Putri dari pasangan penulis dan seniman Umar Kayam dan Rooslina Hanoum ini merupakan salah satu pendiri Kalyanamitra, organisasi yang berfokus pada isu-isu perempuan dan lahir pada 1985. Bersama teman-temannya, ia aktif melakukan penelitian-penelitian terkait berbagai hal mulai tentang pemerkosaan, hak reproduksi dan program Keluarga Berencana (KB), kesejahteraan perempuan, dan sebagainya.

Salah satu hasil penelitiannya bersama teman-teman di Kalyanamitra tentang penerapan program KB telah diterbitkan menjadi buku berjudul Hak Reproduktif, Antara Kontrol dan Perlawanan pada tahun 1999. Hasil riset tersebut sempat mengundang reaksi keras dari pemerintah rezim Orde Baru karena dianggap menjelek-jelekkan negara, tetapi ia tidak lantas patah arang untuk melanjutkan aktivismenya di bidang penelitian.

Setelah mendirikan Kalyanamitra, Sita dan rekan-rekan mendirikan lembaga penelitian bernama Women Research Institute (WRI) pada tahun 2002. Kemunculan lembaga ini tidak lepas dari keresahan mereka ketika melihat banyaknya peneliti dari luar Indonesia yang melakukan riset di sini tetapi tidak banyak berkontribusi pada masyarakat, terutama pada responden yang mereka manfaatkan datanya.

Ketertarikan Sita pada isu sosial bertunas dalam dirinya lantaran sering berdiskusi dengan keluarganya, terutama dengan sang ayah.
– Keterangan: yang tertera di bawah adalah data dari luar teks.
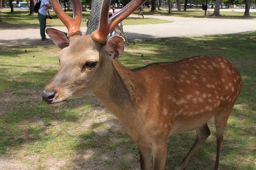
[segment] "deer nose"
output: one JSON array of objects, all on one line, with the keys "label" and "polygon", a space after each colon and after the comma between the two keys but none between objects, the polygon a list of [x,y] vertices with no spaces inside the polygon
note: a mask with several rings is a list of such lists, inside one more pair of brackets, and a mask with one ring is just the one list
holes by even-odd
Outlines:
[{"label": "deer nose", "polygon": [[50,103],[53,100],[55,94],[56,94],[56,91],[53,90],[49,91],[43,91],[42,93],[43,100],[48,104]]}]

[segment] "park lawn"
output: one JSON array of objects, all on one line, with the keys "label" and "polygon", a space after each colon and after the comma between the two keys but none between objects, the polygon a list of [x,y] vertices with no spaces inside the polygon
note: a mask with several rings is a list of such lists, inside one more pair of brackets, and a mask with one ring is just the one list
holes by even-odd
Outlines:
[{"label": "park lawn", "polygon": [[[198,8],[197,10],[194,9],[188,9],[186,11],[178,11],[177,10],[173,10],[173,14],[168,14],[168,8],[160,8],[160,10],[157,10],[156,12],[150,11],[150,8],[145,8],[144,9],[143,12],[144,15],[163,15],[174,16],[179,16],[182,17],[192,17],[192,18],[205,18],[204,16],[204,11],[201,8]],[[138,12],[135,12],[137,13]],[[245,18],[243,16],[244,13],[243,12],[237,11],[225,11],[221,10],[220,13],[222,15],[219,17],[210,16],[209,15],[213,13],[213,11],[208,10],[206,13],[206,18],[212,18],[223,19],[255,19],[256,18],[256,12],[250,12],[251,17]]]},{"label": "park lawn", "polygon": [[[28,15],[29,12],[25,10],[15,9],[14,14],[11,14],[10,9],[1,10],[2,13],[1,14],[1,18],[3,22],[0,23],[0,28],[39,28],[39,24],[37,18],[37,14],[34,14],[33,16],[29,16]],[[73,13],[71,12],[67,12],[67,14],[72,17]],[[48,27],[58,26],[64,26],[64,24],[56,16],[55,13],[53,10],[50,11],[52,16],[54,17],[50,20],[47,19],[46,25]],[[88,12],[82,12],[83,16],[81,26],[86,26],[86,22],[90,17],[90,13]],[[55,16],[54,17],[54,16]],[[169,22],[165,20],[154,18],[139,18],[133,17],[128,17],[122,22],[123,24],[126,25],[141,25],[150,24],[162,24]]]},{"label": "park lawn", "polygon": [[[130,43],[119,60],[132,68],[210,55],[234,63],[241,74],[243,87],[228,122],[220,164],[222,169],[253,170],[255,44],[256,32],[157,39]],[[136,145],[94,96],[70,100],[56,107],[42,101],[41,92],[58,67],[60,50],[54,45],[2,46],[0,51],[0,169],[5,166],[27,169],[139,167]],[[212,120],[209,126],[212,134],[187,169],[214,167],[216,142]],[[170,137],[166,169],[178,165],[195,137],[194,132]]]}]

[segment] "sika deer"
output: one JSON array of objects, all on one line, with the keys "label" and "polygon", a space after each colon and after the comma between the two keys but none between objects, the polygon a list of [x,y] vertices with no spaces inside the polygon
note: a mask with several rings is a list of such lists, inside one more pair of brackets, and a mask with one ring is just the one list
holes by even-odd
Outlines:
[{"label": "sika deer", "polygon": [[196,139],[176,169],[184,169],[210,134],[207,121],[214,117],[217,131],[215,169],[223,133],[242,87],[235,67],[218,56],[198,56],[168,63],[154,63],[129,69],[117,59],[124,51],[119,36],[107,40],[116,24],[143,4],[134,0],[108,20],[110,0],[104,0],[100,25],[92,35],[81,36],[81,5],[71,0],[74,18],[54,8],[67,26],[66,34],[53,28],[46,32],[62,49],[58,73],[42,93],[43,100],[57,105],[93,92],[119,119],[137,144],[141,168],[164,169],[168,135],[195,130]]}]

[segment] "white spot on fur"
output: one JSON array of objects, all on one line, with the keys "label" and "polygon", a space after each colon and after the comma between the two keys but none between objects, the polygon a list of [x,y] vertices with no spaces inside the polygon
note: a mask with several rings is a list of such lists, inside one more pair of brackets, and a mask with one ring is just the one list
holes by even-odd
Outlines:
[{"label": "white spot on fur", "polygon": [[198,97],[198,101],[200,101],[200,102],[202,102],[203,101],[203,99],[201,97]]},{"label": "white spot on fur", "polygon": [[193,79],[193,80],[196,80],[196,77],[194,75],[192,75],[191,77],[192,77],[192,79]]},{"label": "white spot on fur", "polygon": [[181,105],[183,103],[187,103],[187,101],[182,98],[180,100],[178,101],[176,103],[178,105]]},{"label": "white spot on fur", "polygon": [[197,99],[196,98],[193,98],[192,101],[194,103],[197,103]]},{"label": "white spot on fur", "polygon": [[193,96],[192,96],[192,95],[188,95],[186,97],[186,99],[187,99],[188,100],[189,100],[190,99],[191,97],[193,97]]},{"label": "white spot on fur", "polygon": [[206,81],[206,79],[204,77],[202,77],[202,80],[203,81],[203,82],[205,82]]},{"label": "white spot on fur", "polygon": [[167,111],[165,109],[163,109],[163,114],[164,115],[167,115]]},{"label": "white spot on fur", "polygon": [[196,68],[197,69],[199,69],[200,67],[197,65],[193,65],[193,66]]},{"label": "white spot on fur", "polygon": [[186,70],[183,70],[182,71],[182,72],[184,73],[184,74],[188,74],[188,72],[187,71],[186,71]]},{"label": "white spot on fur", "polygon": [[196,70],[193,70],[193,72],[195,74],[198,74],[198,71],[197,71]]}]

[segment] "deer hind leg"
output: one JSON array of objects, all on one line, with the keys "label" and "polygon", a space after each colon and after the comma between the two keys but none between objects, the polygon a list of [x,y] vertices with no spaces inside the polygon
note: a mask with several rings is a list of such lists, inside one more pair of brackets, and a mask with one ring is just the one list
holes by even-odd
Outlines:
[{"label": "deer hind leg", "polygon": [[216,160],[215,161],[215,170],[219,170],[219,162],[220,151],[223,140],[223,132],[226,125],[227,125],[228,119],[232,111],[232,109],[226,110],[219,111],[214,117],[216,132],[217,133],[217,150],[216,152]]},{"label": "deer hind leg", "polygon": [[146,145],[137,144],[137,146],[140,152],[140,169],[150,169],[152,159],[152,145],[151,144]]},{"label": "deer hind leg", "polygon": [[207,123],[201,128],[196,130],[196,139],[195,143],[180,165],[176,168],[176,170],[185,169],[189,161],[192,158],[193,156],[201,148],[204,143],[205,140],[210,134],[210,132]]}]

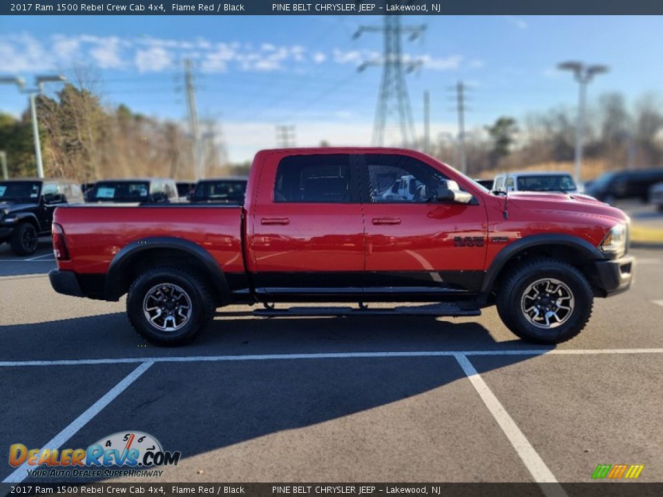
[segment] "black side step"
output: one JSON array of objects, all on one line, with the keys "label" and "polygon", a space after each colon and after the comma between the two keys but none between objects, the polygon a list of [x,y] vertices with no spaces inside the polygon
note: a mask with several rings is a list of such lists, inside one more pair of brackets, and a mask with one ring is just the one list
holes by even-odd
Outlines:
[{"label": "black side step", "polygon": [[481,315],[481,309],[460,307],[450,304],[429,304],[423,306],[399,306],[392,308],[357,309],[355,307],[289,307],[279,309],[256,309],[253,315],[259,316],[346,316],[346,315],[432,315],[432,316],[476,316]]}]

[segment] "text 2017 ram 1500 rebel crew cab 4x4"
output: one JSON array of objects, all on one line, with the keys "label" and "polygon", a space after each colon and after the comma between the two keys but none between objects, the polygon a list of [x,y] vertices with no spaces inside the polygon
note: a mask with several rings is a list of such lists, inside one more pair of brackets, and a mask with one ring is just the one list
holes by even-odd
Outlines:
[{"label": "text 2017 ram 1500 rebel crew cab 4x4", "polygon": [[496,304],[519,337],[558,343],[630,286],[628,223],[586,196],[491,193],[412,150],[269,150],[243,206],[58,208],[50,277],[61,293],[128,293],[131,324],[160,344],[193,339],[217,307],[276,302]]}]

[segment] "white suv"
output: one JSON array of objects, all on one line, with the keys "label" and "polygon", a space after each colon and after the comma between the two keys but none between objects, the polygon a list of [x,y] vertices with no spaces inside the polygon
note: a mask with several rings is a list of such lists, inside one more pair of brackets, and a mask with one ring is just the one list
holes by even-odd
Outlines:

Beranjak dewasa, makin banyak buku yang ia baca, termasuk yang menyinggung permasalahan perempuan sehingga ia mulai tertarik dengan isu gender.

“Pada sekitar tahun 80-an, majalah Prisma memuat tulisan ‘Perempuan di Persimpangan Jalan’ bertepatan dengan Hari Kartini. Di situ banyak tulisan, antara lain tulisan yang dibuat Julia Suryakusuma. Lalu ketika S1, saya membuat skripsi tentang pola aspirasi pembantu rumah tangga remaja perempuan. Ketika melakukan wawancara dengan responden, saya mulai tertarik, kenapa perempuan remaja enggak nerusin sekolah?” ujar Sita, yang mendapatkan gelar S1 dari Fakultas Psikologi Universitas Indonesia dan S2 dalam Kajian Gender dari London School of Economics and Political Science, Inggris.

Baca juga: Menghancurkan ‘Tembok Kaca’ yang Hambat Perempuan di Dunia Sains Internasional

Studi soal pemerkosaan dan pandangan miring orang-orang

Pada tahun 1989, Kalyanamitra memfokuskan riset terkait isu pemerkosaan yang jarang sekali dibahas secara mendalam pada periode itu. Sita dan teman-temannya memantau pemberitaan di koran mengenai pemerkosaan, lalu mendatangi kantor polisi dan meminta izin untuk mengakses laporan-laporan perkosaan yang ada dalam rangka meneliti. Hasil riset mereka diluncurkan setahun setelahnya dan kemudian dibawakan ke seminar-seminar hingga level internasional. Dari riset tersebut, mereka juga melakukan kampanye antiperkosaan.

Ketika membuat riset ini, bahkan saat mendirikan Kalyanamitra dan membuka ruang-ruang diskusi tentang masalah perempuan, Sita menemukan pandangan negatif tentang diri dan kelompoknya.

“Orang menganggap, ‘Ini ngapain sih, cewek-cewek ngumpul terus ngomongin apa yang enggak pernah diomongin sebelumnya? Enggak ada pentingnya. Aneh, perempuan kumpul bareng’,” ujarnya.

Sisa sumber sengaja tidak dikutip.